Réindustrialisation et déficit de compétences

Cet AMI intervient alors que la Semaine de l’industrie s’est ouverte hier avec pour thème "L'avenir durable". L’objectif de cette manifestation mise en œuvre par l’État est de pourvoir "70.000 postes dans le secteur", un chiffre donné par Thomas Courbe, directeur général des entreprises (DGE) au sein du ministère de l’Économie. François Blouvac, responsable du programme Territoires d’industrie à la Banque des Territoires, voit deux raisons à cette situation de pénurie : le manque de main-d’œuvre qualifiée antérieure à la pandémie, estimé à 50.000 postes. "Ce chiffre a augmenté avec la reprise économique, mais il y a aussi un effet de la réindustrialisation, qui est une réalité dans notre pays", ajoute François Blouvac. "Nous avons constaté au cours du premier semestre 2021 un solde net positif et en forte croissance du nombre de créations d’emplois dans la filière et un solde net de créations d’usines."
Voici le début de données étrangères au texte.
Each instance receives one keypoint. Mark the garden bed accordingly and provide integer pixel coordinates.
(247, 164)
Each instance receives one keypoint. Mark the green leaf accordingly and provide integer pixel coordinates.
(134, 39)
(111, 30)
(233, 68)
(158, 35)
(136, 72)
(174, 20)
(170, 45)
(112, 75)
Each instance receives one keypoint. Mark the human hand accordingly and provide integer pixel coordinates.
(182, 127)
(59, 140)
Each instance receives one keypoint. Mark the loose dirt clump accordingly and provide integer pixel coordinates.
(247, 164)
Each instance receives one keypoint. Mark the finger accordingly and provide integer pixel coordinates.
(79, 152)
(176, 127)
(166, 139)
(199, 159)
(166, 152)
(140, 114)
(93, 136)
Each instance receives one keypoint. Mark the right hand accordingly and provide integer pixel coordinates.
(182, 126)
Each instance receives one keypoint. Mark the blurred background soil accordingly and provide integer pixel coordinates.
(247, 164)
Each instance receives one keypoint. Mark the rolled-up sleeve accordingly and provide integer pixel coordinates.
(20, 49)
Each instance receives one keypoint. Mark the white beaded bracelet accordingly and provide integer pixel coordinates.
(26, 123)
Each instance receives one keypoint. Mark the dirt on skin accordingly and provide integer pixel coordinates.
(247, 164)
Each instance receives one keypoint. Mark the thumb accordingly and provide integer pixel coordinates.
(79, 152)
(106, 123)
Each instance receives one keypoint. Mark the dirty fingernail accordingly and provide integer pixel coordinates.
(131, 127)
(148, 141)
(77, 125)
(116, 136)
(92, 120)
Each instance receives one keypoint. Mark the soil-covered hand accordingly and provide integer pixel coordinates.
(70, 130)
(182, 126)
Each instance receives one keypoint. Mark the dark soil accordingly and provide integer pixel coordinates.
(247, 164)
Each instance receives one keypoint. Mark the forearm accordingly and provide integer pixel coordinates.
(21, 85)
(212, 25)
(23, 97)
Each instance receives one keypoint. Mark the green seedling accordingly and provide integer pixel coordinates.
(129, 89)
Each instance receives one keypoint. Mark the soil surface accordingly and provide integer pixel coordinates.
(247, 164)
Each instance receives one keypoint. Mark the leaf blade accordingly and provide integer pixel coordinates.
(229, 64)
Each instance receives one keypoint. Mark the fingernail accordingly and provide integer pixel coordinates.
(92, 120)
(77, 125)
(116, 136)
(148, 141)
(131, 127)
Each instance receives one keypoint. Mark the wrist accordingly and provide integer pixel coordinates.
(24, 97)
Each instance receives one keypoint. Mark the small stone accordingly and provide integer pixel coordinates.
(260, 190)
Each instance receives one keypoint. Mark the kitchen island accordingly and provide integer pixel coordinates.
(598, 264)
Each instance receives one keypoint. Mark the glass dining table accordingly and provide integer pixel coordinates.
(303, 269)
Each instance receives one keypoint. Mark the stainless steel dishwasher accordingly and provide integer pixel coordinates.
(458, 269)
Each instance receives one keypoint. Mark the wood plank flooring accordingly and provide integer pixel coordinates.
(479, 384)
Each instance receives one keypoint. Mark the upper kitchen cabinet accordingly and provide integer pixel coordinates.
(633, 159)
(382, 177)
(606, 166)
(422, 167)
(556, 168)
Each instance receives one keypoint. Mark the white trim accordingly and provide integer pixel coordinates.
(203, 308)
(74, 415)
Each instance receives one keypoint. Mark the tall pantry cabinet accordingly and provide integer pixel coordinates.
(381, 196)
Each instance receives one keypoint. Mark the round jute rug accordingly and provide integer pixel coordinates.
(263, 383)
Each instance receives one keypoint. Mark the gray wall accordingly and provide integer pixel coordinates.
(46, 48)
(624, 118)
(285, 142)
Fabien Boisbras, le responsable de l’observatoire de l’Opérateur de compétences interindustriels (OPCO 2i) confirme que les besoins existaient avant la crise sanitaire. Le responsable de cet outil d’observation, de réflexions et d’aide à la décision qui sera lancé le 25 novembre, estime toutefois que les besoins sont bien supérieurs à 70.000 postes : "Selon Éric Trappier, le directeur de l’UIMM, il faudrait 100.000 personnes rien que dans la branche métallurgie."

"Il manque des bac +2 et +3"

S’il y a une prise de conscience de la nécessité de réindustrialiser et des exemples concrets de relocalisations, les raisons de cette croissance débutée en 2017 sont à chercher ailleurs. Outre la reprise économique, Fabien Boisbras cite le renouvellement démographique avec beaucoup de départs à la retraite depuis 2015 et un déficit d’attractivité de l’industrie auprès des jeunes. Il y a enfin la recherche de nouvelles compétences due à l’évolution du marché auquel le système de formation professionnelle français répond mal. La digitalisation notamment implique d’avoir une main d’œuvre de plus en plus qualifiée. "Or le bac pro est passé de 4 à 3 ans", déplore Fabien Boisbras. "Et dans les CFA industrie, si le nombre d’élèves a explosé au niveau 6,7 et 8 pour des postes d’ingénieurs notamment, il y a moins de jeunes au niveau 4 et 5. Il manque des bac +2 et +3, ainsi que des opérateurs ou de techniciens qualifiés."  

 

  • Métiers sous tension : entre tradition et innovation

Les métiers en tension sont un curieux mélange de classicisme et de modernité. Certains secteurs jusque-là sinistrés repartent. Les chiffres de Pôle emploi indiquent ainsi un frémissement dans le textile-habillement. "Nous constatons au niveau des territoires des relocalisations industrielles et des ouvertures de centres de formation", indique Thomas Raulet, data analyste pour les Territoires d'industrie à la Banque des Territoires. "Les entreprises de ce marché ont pris conscience qu’il fallait moins polluer." La santé est également un secteur où les besoins sont forts, après le constat d’une pénurie de certains médicaments durant la pandémie. Les métiers plus traditionnels de l’usinage, de la chaudronnerie, des métaux, du cuir, sont également toujours en manque criant de candidats. Mais des filières faisant davantage appel aux technologies d’avenir sont également en tension, ainsi que l’indique Fabien Boisbras (OPCO 2i) : "C’est le cas dans l’électronique, où il n’existe plus de formation initiale, et dans les services d’efficacité énergétique."